August Moon: day 9

What about your multiple selves?

Multiple selves: that would be nice. If there were three of me, there’d be seventy-two hours in each day, probably. Eight hours of it would go on earning a living, twenty-four hours of it would go on sleep, and the rest would go on making things and reading.

The question was about earning a living. I think Kat’s point is spot on, so I quote it:

Regardless of whether we’re talking about an overtly “creative” pursuit, it seems to me that putting pressure on your dream life to earn you money can somehow rob it of all its joy. This can become crippling and get in the way of the actual doing i.e. the refining of your craft, the prioritising of your actual goal.

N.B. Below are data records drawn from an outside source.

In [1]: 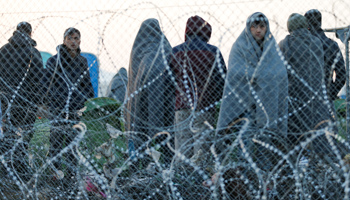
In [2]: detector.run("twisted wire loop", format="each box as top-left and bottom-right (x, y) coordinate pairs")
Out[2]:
(0, 0), (350, 200)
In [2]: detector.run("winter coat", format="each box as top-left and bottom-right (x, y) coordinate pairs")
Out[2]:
(42, 45), (94, 119)
(279, 28), (331, 133)
(312, 29), (346, 100)
(305, 9), (346, 100)
(217, 12), (288, 134)
(106, 67), (128, 103)
(125, 19), (174, 137)
(170, 16), (226, 111)
(0, 31), (43, 107)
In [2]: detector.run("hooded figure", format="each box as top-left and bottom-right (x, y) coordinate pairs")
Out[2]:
(0, 22), (43, 180)
(304, 9), (346, 101)
(170, 16), (226, 162)
(279, 13), (331, 135)
(42, 44), (94, 120)
(106, 67), (128, 103)
(125, 19), (174, 150)
(42, 27), (94, 178)
(217, 12), (288, 134)
(0, 22), (43, 130)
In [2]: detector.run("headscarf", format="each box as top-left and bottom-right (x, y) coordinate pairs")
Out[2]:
(185, 15), (211, 42)
(217, 12), (288, 133)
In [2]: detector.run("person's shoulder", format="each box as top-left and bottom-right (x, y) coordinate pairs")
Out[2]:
(78, 54), (87, 63)
(172, 43), (185, 53)
(0, 42), (13, 50)
(47, 54), (57, 64)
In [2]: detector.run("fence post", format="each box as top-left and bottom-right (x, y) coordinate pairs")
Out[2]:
(344, 29), (350, 142)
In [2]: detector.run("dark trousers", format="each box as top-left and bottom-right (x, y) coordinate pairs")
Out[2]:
(49, 124), (78, 177)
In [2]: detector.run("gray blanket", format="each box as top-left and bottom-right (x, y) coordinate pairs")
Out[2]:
(217, 13), (288, 133)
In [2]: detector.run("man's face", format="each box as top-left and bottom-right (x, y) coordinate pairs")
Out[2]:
(63, 33), (80, 51)
(250, 22), (266, 41)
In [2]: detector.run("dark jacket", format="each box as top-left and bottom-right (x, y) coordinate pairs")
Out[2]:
(279, 28), (332, 133)
(311, 29), (346, 100)
(304, 9), (346, 100)
(42, 45), (94, 118)
(106, 67), (128, 103)
(125, 18), (175, 137)
(170, 16), (226, 110)
(0, 31), (43, 107)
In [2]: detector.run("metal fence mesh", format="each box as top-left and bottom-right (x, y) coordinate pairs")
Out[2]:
(0, 0), (350, 199)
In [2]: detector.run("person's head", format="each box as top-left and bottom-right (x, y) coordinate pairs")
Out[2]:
(185, 15), (211, 42)
(304, 9), (322, 30)
(287, 13), (307, 33)
(63, 27), (80, 51)
(17, 22), (32, 36)
(248, 13), (268, 43)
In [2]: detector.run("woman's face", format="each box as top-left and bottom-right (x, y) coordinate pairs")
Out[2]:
(250, 22), (266, 41)
(63, 33), (80, 51)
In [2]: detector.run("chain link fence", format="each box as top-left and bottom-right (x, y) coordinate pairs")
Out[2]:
(0, 0), (350, 199)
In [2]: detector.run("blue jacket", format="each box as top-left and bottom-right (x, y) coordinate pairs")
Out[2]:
(42, 45), (94, 118)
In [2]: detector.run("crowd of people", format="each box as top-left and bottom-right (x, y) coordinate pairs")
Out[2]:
(0, 10), (346, 189)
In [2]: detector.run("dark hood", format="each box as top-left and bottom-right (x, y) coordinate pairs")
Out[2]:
(304, 9), (322, 32)
(287, 13), (308, 33)
(56, 44), (81, 56)
(185, 15), (211, 42)
(9, 31), (36, 48)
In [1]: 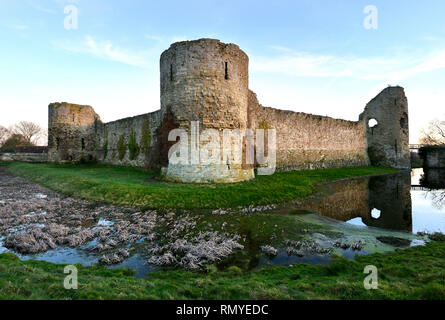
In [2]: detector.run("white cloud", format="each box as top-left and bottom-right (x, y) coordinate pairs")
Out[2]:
(54, 36), (151, 67)
(27, 0), (57, 14)
(8, 24), (29, 31)
(250, 46), (445, 86)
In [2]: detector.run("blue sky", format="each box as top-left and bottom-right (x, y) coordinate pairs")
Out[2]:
(0, 0), (445, 142)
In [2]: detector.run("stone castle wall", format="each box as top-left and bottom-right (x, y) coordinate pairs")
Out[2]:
(48, 102), (101, 162)
(160, 39), (254, 182)
(99, 111), (161, 167)
(249, 92), (369, 171)
(48, 39), (409, 183)
(360, 87), (411, 169)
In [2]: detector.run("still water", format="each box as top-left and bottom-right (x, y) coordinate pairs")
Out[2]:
(303, 169), (445, 233)
(0, 169), (445, 278)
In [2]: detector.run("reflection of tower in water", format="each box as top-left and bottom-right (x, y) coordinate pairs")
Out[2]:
(299, 171), (412, 232)
(362, 171), (412, 231)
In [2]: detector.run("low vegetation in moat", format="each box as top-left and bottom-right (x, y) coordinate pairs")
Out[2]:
(3, 163), (395, 209)
(0, 241), (445, 299)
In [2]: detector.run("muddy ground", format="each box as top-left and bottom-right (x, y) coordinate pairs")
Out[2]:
(0, 168), (243, 269)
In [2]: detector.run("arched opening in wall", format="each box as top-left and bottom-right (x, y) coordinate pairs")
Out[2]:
(371, 208), (382, 220)
(159, 107), (179, 167)
(368, 118), (379, 128)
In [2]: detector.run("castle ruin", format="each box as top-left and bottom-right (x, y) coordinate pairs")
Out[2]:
(48, 39), (410, 183)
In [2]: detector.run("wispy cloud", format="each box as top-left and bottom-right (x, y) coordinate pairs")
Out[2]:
(54, 36), (151, 67)
(26, 0), (57, 14)
(250, 46), (445, 84)
(8, 24), (29, 31)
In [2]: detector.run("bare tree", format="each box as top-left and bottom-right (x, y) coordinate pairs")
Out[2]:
(12, 121), (43, 144)
(0, 126), (10, 146)
(420, 119), (445, 145)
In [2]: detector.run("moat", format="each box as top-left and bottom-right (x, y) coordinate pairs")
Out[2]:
(0, 169), (445, 277)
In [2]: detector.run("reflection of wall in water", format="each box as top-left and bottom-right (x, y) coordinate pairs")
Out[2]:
(302, 178), (368, 221)
(294, 172), (412, 231)
(420, 169), (445, 189)
(362, 171), (412, 231)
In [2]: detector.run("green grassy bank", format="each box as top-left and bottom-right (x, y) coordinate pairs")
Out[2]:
(2, 162), (395, 209)
(0, 242), (445, 299)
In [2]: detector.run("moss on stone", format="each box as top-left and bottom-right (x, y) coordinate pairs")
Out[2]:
(141, 118), (151, 153)
(104, 130), (108, 160)
(258, 120), (271, 130)
(128, 129), (141, 160)
(117, 134), (127, 161)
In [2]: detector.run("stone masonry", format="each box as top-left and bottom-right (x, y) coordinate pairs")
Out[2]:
(48, 39), (410, 183)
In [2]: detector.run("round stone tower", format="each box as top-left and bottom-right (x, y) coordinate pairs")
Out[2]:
(160, 39), (254, 183)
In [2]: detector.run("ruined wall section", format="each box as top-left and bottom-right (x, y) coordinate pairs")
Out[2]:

I am incredibly lucky to be in the job I’m in at the moment, working for a not-for-profit organisation whose aims and ideals are broadly in line with my own – and, moreover, comparatively well-paid when you look at the job description. (Which, we note, is not the norm in the not-for-profit sector.) I have a lot of freedom to direct my own work and I have a good sense of its being generally worthwhile.

And yet sometimes I find myself resenting my day job for the proportion of my mind it occupies, for the way it takes up the morning, when my brain is at its best. I miss being a mile away from my office, rather than fifty-five. And knowing I need it in order to be able to pay my half of the rent, the sense of dependency, is frustrating.

I remind myself that this would happen wherever I worked, whatever I did. Even if I worked for myself. Particularly if I worked for myself.

I don’t want to make my bead stuff into a job. The pressure of knowing I have to make so many by this particular time… No, thank you. I don’t really want to make it into a business. Too much hassle. I do want it to pay for itself. Annoyingly, this will mean going through the motions of some form of business, but I’m not quite at the stage of thinking this through yet.

I am getting used to the idea that people might pay me for writing. Art is worth paying for, mine included. Yes. But I really don’t want to become dependent on any money I might make from it. I don’t want to be forced into writing to order.

So. I like my job. And it brings in enough to live on, and it doesn’t drain my brain completely. What I would like to do, when the workload picks up again after the summer, is to look into working a compressed arrangement, where I do ten days’ worth of hours in nine, and have a day off every two weeks. And by ‘day off’ I mean ‘a day to do everything else’.

Does this give me time to be everyone I want to be? Probably not. But I don’t want to be all of them at once. The day’s too short, and life is long enough.